Avoid the suggestion of officiousness in mannerisms. Don’t hold the foul signal longer than necessary or challenge a player with prolonged eye contact. Avoid projecting a “make my day” attitude. During time-outs, stay still! “Find a line and toe up to it” is a good rule of thumb. Proper mechanics covers this, but keep away from casual conversation with table officials and fans. Sometimes it might be necessary to confer with your partner; a time-out taken in the closing seconds of a close game is an excellent example. Normally, however, keep your distance during a time-out. Too much conversation could be read as “second-thinking” a judgment or general discomfort and/or lack of confidence by one official or another. Unless it’s absolutely necessary, don’t interrupt the coach during a time-out. Notification of a fifth foul is a good example of “absolutely necessary”.

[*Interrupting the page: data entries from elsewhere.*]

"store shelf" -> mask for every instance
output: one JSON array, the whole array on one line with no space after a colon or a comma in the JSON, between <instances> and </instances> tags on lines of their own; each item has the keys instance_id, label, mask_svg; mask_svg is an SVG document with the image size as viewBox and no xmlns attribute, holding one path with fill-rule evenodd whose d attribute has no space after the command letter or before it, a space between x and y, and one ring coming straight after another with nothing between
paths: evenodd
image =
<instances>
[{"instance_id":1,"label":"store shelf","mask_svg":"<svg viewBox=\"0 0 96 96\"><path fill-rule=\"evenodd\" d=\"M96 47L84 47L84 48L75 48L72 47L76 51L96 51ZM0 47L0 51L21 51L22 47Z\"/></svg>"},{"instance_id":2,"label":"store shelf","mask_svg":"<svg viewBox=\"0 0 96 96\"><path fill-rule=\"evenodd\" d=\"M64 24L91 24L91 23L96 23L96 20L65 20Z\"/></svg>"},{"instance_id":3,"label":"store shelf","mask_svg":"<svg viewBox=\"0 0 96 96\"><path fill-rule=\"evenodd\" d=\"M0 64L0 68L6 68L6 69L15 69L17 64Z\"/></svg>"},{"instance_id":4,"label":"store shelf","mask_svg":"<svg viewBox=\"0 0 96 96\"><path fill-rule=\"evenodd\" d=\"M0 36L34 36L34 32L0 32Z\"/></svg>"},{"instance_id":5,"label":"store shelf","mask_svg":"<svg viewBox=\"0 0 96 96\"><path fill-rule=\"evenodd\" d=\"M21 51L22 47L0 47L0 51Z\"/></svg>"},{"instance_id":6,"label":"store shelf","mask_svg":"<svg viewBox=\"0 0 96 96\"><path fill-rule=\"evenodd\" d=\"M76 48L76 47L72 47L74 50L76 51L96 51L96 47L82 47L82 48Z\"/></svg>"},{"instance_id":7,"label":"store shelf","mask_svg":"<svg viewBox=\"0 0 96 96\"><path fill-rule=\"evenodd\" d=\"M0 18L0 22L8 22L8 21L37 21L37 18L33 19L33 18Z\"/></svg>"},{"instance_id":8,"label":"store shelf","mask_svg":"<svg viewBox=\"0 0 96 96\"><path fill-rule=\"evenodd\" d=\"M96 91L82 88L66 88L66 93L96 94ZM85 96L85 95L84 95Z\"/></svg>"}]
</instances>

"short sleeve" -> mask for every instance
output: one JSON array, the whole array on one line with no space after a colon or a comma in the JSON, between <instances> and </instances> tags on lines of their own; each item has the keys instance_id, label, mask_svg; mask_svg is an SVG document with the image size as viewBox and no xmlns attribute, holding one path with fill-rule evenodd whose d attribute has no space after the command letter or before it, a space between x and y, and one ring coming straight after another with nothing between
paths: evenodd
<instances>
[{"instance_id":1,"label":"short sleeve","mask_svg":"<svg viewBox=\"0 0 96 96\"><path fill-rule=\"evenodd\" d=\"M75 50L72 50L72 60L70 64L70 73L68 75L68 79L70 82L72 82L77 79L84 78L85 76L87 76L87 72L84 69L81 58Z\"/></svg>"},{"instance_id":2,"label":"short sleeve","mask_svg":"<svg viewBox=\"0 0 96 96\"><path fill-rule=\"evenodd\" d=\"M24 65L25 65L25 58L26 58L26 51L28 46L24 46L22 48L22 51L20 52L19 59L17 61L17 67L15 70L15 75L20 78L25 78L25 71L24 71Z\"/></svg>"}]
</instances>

Be clear in your communication with the scorer and/or timer. Remember that you’re on a “party line”, and what you say to table officials you’re also saying to everyone else. Be certain that everyone knows what was called and what’s going to happen next. Remember, too, that approaching a scorer’s table can be a lot like clerking the bargain counter at Sears. Keep your priorities in order: foul – basket – substitution – time-outs (FBST). Don’t bring in subs until fouls have been charged and points credited; don’t grant a time-out before subs have been acknowledged. Be firm but professional.
When the game is over, don’t wait around for applause. Go home where you’re really wanted. Leave the teams to themselves. Let wounds heal and emotions level out. Criticism of your performance has a habit of becoming less traumatic with a minimal passage of time.
LIVE BALL THORNS
Unless there’s an extreme noise level, one sharp whistle blast is almost always enough. Parakeet imitations should be saved for the weekend sing-a-long.
When calling a foul or violation, don’t overstate your case. “Five white, holding” is just great, but “No! Five white, you got him” is grandstanding. Too much verbalizing is as inadvisable during a live ball as during play stoppage. Get the out-of-bounds call correct. You can sometimes get away with a questionable foul decision, but the gym rains shrapnel when an out-of-bounds goes the wrong way. Be sure all lines are covered; trust your partner to cover his or her lines; above all, see the whole play, not just the exit of the ball. If you’re uncertain, look immediately for help. If you can’t get help, bite the bullet, wipe the egg from your face, and get on with the jump ball and alternating throw-in. Crisp and efficient movement is important during a live ball too. You have to move to maintain the best perspective on play action. Lethargic movement projects apathy. Avoid traffic, however, don’t get in the way. Always anticipate a possible turnover. Be prepared to “go the other way”, avoid interfering with the movement of players and/or the ball. Never use “non-signals”. These are signals which are not authorized among the approved officials at the end of the official rule book. “Clipping”, “head shaking”, “safe” signs, etc. are totally unacceptable. They amount to no more than weak attempts to justify a “no call”.
Finally, take care that you’re properly equipped, particularly with a good whistle. Few things are more embarrassing than making a great call with a whistle that sounds like air leaving a balloon. Always have an extra whistle and lanyard in your pocket in case of an emergency. The job is tough enough without you adding to it. Keep your cool; do your job, and always remember that the best officials avoid as many problems as they solve.